Par « bons élèves », je n’entends pas des jeunes qui ont 20 de moyenne ou qui ont la bonne réponse à tout. Je m’attends à ce que ces mêmes jeunes cherchent à prendre de la place : intervenir durant le cours pour moduler son rythme, mettre l’accent sur ce qui bloque, partager ses envies. Le cours n’est pas tant pour les profs que pour les étudiant·es qui sont en face : sans ce retour, on réduit les chances que le cours réponde à leurs besoins.

Côté prof, cela demande d’arriver à laisser cet espace. Ce n’est pas évident, tant les habitudes sont là, d’être sur l’estrade face au reste du groupe assis, de se sentir être la principale force motrice, d’avoir le contrôle quasi-total sur le déroulé du cours et son contenu.
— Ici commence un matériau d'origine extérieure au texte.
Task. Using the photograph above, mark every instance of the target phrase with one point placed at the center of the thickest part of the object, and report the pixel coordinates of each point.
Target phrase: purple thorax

Favoriser ce partage avec les élèves peut se faire de plusieurs façons : affirmer ne pas être dans le jugement, accepter les silences. Cette année, j’essaie dans un de mes cours de faire une séance en autonomie par chapitre : durant cette séance, il n’y a pas de programme préétabli, les élèves font qui leur parait nécessaire (exercices, travail sur le cours, fiches, etc). Ce moment est assez particulier, parce que j’ai l’impression d’être inactif. Mais cela permet de se convaincre que parfois, un bon rôle à tenir est celui d’être juste là, à disposition, notamment si les choses ont été bien préparées en amont.

Définir l’objet de son attention, agir avec délibération

Le dernier article de cette série fera un gros plan sur le concept d’attention. S’il ne fallait en retenir qu’une chose, ce serait la suivante : la phrase « Faites attention » ne sert à rien.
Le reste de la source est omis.